Kasubbag Humas AKP Chintya Dewi bersama Kasi Propram Polrestabes Surabaya Kompol Kuncoro. (Foto: SP/Robertus)

SURABAYA PAGI, Surabaya - Penanganan kasus dugaan pemerasan dan penganiayaan oleh empat oknum polisi di Surabaya rupanya tak main-main. Kasi Propam Polrestabes Surabaya,Kompol Kuncoro dengan tegas akan memproses keempat oknum polisi yang tak bertanggung jawab itu sesuai perintah Kapolrestabes.

"Bapak Kapolres tegas untuk melakukan pembersihan di intitusi. Kami apresiasi masyarakat yang sudah dengan berani untuk melaporkan kejadian tersebut guna memperbaiki kinerja kepolisian," kata Kuncoro, saat dihubungi Surabaya Pagi, Kamis (12/4) sore.
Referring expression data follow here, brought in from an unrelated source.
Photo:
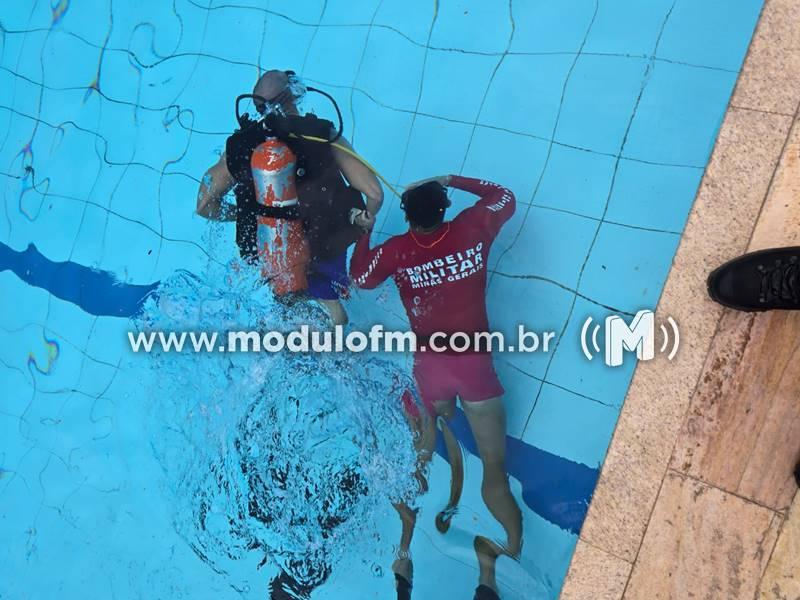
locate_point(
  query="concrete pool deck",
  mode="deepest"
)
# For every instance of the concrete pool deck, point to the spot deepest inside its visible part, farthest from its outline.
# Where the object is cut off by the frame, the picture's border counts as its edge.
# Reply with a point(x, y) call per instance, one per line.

Sementara itu, dari informasi yang didapat oleh Surabaya Pagi, empat oknum polisi bernama Bripka Sony, Aiptu Aris, Brigadir Teguh asal polsek Pakal Surabaya dan Aipda Mustofa asal polsek Rungkut memang telah sering melakukan tindakan serupa secara berulang-ulang. Bahkan tak ayal mereka juga kerap membawa nama Polsek lain guna menghilangkan jejak atas perbuatannya itu.

"Sering mereka main diluar tanpa sepengetahuan pimpinan. Bahkan yang ironis pakai bawa nama polsek lain. Yang jelek polseknya," ujar sumber yang enggan namanya disebut.
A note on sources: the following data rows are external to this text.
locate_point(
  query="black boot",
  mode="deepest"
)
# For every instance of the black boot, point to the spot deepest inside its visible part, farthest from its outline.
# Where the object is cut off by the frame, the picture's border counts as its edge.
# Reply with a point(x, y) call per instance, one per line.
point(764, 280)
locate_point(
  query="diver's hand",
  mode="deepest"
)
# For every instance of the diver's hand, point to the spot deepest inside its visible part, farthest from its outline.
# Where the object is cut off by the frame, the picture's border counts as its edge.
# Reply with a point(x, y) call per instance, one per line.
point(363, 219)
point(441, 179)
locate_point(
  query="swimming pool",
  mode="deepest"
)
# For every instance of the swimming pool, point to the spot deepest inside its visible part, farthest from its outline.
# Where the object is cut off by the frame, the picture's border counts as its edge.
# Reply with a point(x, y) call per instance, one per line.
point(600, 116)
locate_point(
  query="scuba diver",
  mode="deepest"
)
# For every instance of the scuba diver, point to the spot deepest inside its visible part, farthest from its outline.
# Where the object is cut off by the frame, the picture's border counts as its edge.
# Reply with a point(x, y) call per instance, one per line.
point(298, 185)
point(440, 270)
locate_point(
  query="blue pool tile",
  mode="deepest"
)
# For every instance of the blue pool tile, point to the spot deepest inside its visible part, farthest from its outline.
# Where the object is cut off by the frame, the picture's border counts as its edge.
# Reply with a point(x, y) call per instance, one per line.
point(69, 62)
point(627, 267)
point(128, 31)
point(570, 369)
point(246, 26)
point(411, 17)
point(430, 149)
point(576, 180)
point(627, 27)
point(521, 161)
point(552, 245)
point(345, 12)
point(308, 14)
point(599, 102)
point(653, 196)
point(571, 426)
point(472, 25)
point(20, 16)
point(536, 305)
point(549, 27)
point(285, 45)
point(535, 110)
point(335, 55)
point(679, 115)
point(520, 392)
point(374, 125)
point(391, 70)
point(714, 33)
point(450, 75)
Lebih lanjut,Sumber menyebut jika aktor intelektual dari perbuatan melanggar hukum itu dilakukan oleh Aipda Mustofa. Bahkan nama Mustofa dikenal oleh banyak bandar narkoba yang ada di jalan Kunti Surabaya.
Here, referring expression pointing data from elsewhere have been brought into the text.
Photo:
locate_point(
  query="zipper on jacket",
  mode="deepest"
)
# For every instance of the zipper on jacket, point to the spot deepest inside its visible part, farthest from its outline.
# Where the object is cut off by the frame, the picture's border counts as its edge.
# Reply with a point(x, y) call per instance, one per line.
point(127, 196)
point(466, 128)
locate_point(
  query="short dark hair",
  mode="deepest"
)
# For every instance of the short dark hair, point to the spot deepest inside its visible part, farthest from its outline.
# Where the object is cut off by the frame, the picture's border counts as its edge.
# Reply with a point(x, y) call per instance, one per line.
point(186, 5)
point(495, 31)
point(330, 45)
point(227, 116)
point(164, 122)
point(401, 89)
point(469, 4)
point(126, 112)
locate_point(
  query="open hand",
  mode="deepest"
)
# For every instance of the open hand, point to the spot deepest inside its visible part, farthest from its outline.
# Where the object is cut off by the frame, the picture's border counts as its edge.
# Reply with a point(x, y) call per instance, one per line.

"Para Bandar itu siapa yang gak kenal sama dia (mustofa). Dulu pernah dinas di Pakal,terus pindah narkoba polres dipindah lagi ke rungkut," imbuhnya.

Disinggung terkait informasi itu, Kuncoro mengaku akan mendalami informasi yang disampaikan kepada pihaknya.

"Benar tidak hanya polsek yang dirugikan,tapi institusi kepolisian juga teecoreng. Kami akan terus dalami perkara ini mas. Sekali lagi terimakasih informasinya," tutup mantan Kapolsek Lakarsantri itu.